Cheers, Dear Readers.]

1. DO NO HARM. Violence begats violence, every single time. Being a pacifist doesn't mean you're afraid; it means you decide to have control over how you respond, not let other people or events determine your reaction. It's PROACTIVE not REACTIVE. Get it?

2. BE KIND TO ALL CRITTERS.  A slight revision. Kindness is crucial and necessary and entirely too rare. The size of the critter doesn't matter. Be kind. This also includes previous rule #5.

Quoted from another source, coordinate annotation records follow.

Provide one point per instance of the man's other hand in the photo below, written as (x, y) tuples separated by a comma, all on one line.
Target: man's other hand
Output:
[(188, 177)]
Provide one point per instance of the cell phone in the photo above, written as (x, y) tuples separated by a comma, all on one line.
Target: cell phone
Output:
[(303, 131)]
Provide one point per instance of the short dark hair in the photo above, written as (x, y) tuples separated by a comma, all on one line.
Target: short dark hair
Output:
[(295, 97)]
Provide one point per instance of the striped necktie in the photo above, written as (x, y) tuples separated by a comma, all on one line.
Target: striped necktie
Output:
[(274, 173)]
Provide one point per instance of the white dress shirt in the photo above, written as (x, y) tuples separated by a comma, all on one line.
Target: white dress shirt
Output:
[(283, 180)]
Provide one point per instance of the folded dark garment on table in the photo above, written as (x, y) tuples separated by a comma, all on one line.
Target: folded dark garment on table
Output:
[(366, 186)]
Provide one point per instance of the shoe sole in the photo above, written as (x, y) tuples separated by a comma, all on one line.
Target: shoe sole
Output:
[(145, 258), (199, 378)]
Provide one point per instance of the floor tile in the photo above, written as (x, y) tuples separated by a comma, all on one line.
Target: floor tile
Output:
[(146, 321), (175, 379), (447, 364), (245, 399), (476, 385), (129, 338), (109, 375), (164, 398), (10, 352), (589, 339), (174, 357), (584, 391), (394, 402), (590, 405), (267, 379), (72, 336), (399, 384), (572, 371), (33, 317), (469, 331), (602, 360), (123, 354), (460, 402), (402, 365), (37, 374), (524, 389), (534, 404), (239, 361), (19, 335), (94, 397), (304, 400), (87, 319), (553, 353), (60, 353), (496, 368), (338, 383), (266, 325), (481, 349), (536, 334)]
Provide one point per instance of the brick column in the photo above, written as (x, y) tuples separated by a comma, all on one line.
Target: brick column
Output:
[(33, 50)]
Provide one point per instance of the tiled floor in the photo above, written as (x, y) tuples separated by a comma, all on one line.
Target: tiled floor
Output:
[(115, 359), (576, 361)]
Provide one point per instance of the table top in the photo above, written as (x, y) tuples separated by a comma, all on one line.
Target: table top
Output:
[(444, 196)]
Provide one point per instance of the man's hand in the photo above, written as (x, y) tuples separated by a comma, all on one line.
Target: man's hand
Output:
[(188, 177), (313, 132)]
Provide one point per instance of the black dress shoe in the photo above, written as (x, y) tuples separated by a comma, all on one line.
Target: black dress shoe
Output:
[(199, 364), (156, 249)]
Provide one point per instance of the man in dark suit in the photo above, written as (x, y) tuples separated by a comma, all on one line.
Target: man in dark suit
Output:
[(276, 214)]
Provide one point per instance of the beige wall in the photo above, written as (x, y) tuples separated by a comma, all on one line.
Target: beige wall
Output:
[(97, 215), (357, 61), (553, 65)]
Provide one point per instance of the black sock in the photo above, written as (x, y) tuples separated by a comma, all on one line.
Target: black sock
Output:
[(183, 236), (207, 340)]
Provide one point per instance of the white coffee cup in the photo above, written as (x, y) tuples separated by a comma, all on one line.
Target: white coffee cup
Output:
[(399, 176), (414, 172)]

3. READ SOMETHING EVERYDAY. In the previous version of this list, I used the word "non-essential." However, reading, in any form, is essential. The life of your mind matters. Just make it something besides news memes and Twitter feeds. Pick up a book. Read a blog by someone you disagree with. Read poetry.

4.  WEAR CLEAN SOCKS. I have no intention of wavering on this point. And I can tell you, with a certainty, that if you end up spending 3 days and nights in a bus station, a clean pair of socks makes a whole world of a difference. Take from someone who is residentially challenged. Clean Socks.

5. HAVING PRINCIPLES MEANS YOU LIVE THEM. Sometimes you'll end up offending people when you live your principles. But if you're not living them, they're not principles. They're abstractions.

5. APOLOGIZE WHEN YOU'RE WRONG; BUT ONLY APOLOGIZE IF YOU ARE SINCERE.

6. NEVER SUBJUGATE YOUR WILL TO WHIMS OF OTHERS.  This not only includes those who presume to have power over you, but also the institutions that presume the ability to grant that power.

7. BE HONEST.  Even when it hurts.

8. YOU KNOW YOU HAD A GOOD DAY WHEN YOU SLEEP WELL THAT NIGHT. Any other qualification is false advertising.

9. THE ONLY THING YOU HAVE TO DO IN LIFE IS DIE. EVERYTHING ELSE IS AN OPTION.